13 janvier 2014. Ville de demain
A l'invite de Carlos Moreno, une interview sur la ville de demain : l'axe bottom-up doit y rencontrer l'axe top-down, la ville doit être à la fois distributive, associative et réflexive !
9 janvier 2014. Faverges en action !
En vue de ma conférence du 27 Février, "Le numérique dans nos vies", publication d'une interview dans le journal municipal de Faverges : "Faverges en action !"
6 janvier 2014. Le temps : suite...
Plusieurs lecteurs de mon essai sur la "vitesse d'écoulement du temps" (voir billet du 4 janvier) m'ont fait une très utile remarque : dans le prologue et dans l'épilogue, l'adage décrivant une jeunesse aux courtes journées et aux longues années, suivie d'une vieillesse aux longues journées et aux courtes années, semblait être présenté à tort comme une vérité universelle, ce qu'il n'est évidemment pas. Le corps de l'essai s'efforce précisément de démontrer, à l'aide d'une modélisation mathématique, que bien d'autres déformations du temps sont possibles, notamment celle où des "jeunes", lamentablement oisifs, traînent de longues journées dans de bien maigres années ; et celle où des "vieux", remarquablement actifs, comptent de belles et riches années faites de courtes journées !
Voici donc ici une version revue et corrigée !
4 janvier 2014. La vitesse du temps
Bonne et heureuse année 2014 à tous les visiteurs du site !
Pour se remettre en train, après les fêtes, et pour danser joyeusement la ronde endiablée des années, voici un petit traité scientifique (d'une cinquantaine de pages) au titre alléchant :
A quelle vitesse s'écoule le temps ?
Les lecteurs pressés et/ou peu amateurs de mathématiques, trouveront ci-après le prologue et l'épilogue de mon mémoire, en forme de billet du jour !
"Qu’est-ce donc que le temps ? Si personne ne me le demande, je le sais.

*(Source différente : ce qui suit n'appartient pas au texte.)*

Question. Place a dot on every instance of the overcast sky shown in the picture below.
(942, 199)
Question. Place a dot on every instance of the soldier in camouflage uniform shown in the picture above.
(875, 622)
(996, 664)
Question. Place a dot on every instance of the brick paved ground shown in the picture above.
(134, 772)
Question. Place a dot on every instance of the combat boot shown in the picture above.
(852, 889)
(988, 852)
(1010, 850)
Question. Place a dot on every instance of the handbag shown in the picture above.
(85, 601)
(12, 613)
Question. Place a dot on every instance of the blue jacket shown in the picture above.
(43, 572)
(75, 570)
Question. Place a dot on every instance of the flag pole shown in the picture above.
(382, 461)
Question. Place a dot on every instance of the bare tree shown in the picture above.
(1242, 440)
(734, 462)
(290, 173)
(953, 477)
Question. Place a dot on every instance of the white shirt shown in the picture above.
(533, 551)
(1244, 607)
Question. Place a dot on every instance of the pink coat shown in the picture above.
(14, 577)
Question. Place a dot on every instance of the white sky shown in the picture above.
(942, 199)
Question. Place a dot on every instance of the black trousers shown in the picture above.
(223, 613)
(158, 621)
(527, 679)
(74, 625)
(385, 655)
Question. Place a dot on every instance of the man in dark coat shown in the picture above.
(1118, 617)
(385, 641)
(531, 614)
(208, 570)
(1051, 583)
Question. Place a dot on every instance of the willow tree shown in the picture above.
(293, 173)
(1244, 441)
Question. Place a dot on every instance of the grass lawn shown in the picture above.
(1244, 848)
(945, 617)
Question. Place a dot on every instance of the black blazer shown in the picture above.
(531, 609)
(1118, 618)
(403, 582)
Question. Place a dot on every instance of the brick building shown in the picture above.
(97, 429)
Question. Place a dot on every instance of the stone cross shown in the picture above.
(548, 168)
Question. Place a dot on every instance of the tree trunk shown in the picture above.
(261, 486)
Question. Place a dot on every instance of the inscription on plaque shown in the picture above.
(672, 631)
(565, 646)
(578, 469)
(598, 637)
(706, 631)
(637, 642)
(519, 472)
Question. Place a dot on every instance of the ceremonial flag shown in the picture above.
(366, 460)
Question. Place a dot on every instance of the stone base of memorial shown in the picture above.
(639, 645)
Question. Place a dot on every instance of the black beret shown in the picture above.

Mais si on me le demande et que je veuille l’expliquer, alors je ne sais plus". Saint-Augustin
PROLOGUE
Dans mes jeunes années, j’ai occupé un poste de répétiteur de mathématiques à l’École nationale d’administration. C’est là une position à peu près aussi prestigieuse, enviable et valorisante que celle de conférencier en droit constitutionnel à l’École Polytechnique ! À l’ignorance crasse des élèves, s’ajoutait agréablement leur profond désintérêt pour la matière, doublé, pour ne rien gâcher, d’un arrogant mépris : « Mais enfin, Monsieur, à quoi tout cela sert-il ? ».
Afin de soulager quelque peu mon calvaire, à moins que ce ne fût par pur esprit de vengeance, il m’arrivait de soumettre à mes étudiants quelque question plaisante, qu’ils ne manquaient jamais bien-sûr de prendre au sérieux, craignant une incidence fâcheuse sur leur évaluation. Parmi mes questionnements favoris, celui-ci figurait en bonne place :
"À quelle vitesse s’écoule le temps ?"
Ignorant moi-même la réponse, je me plaisais à imaginer l’improbable, à rêver qu’une fulgurance un jour jaillisse d’un de ces puissants cerveaux de la future élite de la Nation. Je dois reconnaître que, sur cet aspect au moins, je ne fus point trop déçu : j’obtins nombre de retours stimulants, chacun à sa manière. Voici un florilège.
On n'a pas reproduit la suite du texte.